Cette notion est encore balbutiante dans le cinéma de Luis Buñuel, après tout ce n'est que son deuxième film, et va s'épanouir dans Le Charme discret de la bourgeoisie puis Le Fantôme de la liberté tournés 40 ans après L'Age d'or dans sa sublime période française. Cela consiste à prendre une situation stéréotypée et à en inverser la chute pour surprendre le spectateur tout en montrant que les personnages trouvent cette inversion normale.

Dans Le Fantôme de la liberté, c'était par exemple le condamné à mort qui sortait du tribunal libre à peine sa sentence donnée, il remercie les jurés, le juge, les parents de sa victime et quitte le tribunal. Dans L'Age d'or, un père dans un jardin est agacé par son fils qui écrase le cigarette qu'il fume. Le père prend son fusil, vise et tire sur le gamin qui s'effondre. Tous les convives présents ne s'offusquent pas vraiment de ce meurtre.

L'inversion se poursuit avec les mêmes convives de cette réception à laquelle ils assistent quand Gaston Modot gifle une dame invitée parce qu'elle a renversé un verre sur sa main. Alors que les convives endimanchés ne s'étaient pas offusqué de la mort de l'enfant, ils réagissent avec violence à cette gifle. Tout est disproportionné dans ces réactions et ce réalisme inversé est l'une des plus joyeuses et radicales inventions de Luis Buñuel, ce qui alimente son œuvre depuis ce film.

L'Age d'or a été censuré et pas qu'un peu par le préfet Chiappe (son nom est scandé par Georges Geret à la fin du Journal d'une femme de chambre). Invisible pendant 50 ans. Les premières images, celles des scorpions qui se battent avant d'être capturés à la pincette, sont inoffensives presque documentaires puis ce sont des plans cocasses, tels cette vache dans le lit à qui Lya Lys demande de quitter les lieux. Elle sort de la chambre par la porte un peu vexée.
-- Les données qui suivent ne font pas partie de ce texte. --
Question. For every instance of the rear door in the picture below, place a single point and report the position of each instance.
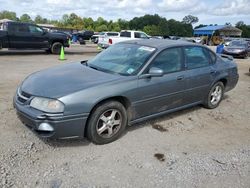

Ce qui a pu énerver au fur et à mesure que le film avance est aussi l'érotisme qui se dégage des rapports entre Gaston Modot et Lya Lys, plus que de l'érotisme c'est un appel à la sensualité entre les deux personnages. Luis Buñuel filme les deux corps qui mime l'acte sexuel avec les deux acteurs entièrement vêtus, mais ce sont leurs mimiques, leurs grimaces, les mouvements de leurs lèvres qui décrivent l'orgasme qu'ils semblent vivre en pleine réception.


La séquence finale a dû mettre les ligues de vertu en colère est le collage blasphématoire entre le Marquis de Sade, version les 120 journées de Sodome, et Jésus Christ, puisque ce dernier est nommé le Duc de Blangis, sortant d'une château en air majestueux accompagné de trois hommes louches en costumes. C'est tellement délicieux de se moquer de la bigoterie et là aussi Luis Buñuel ne s'est jamais privé de ce plaisir.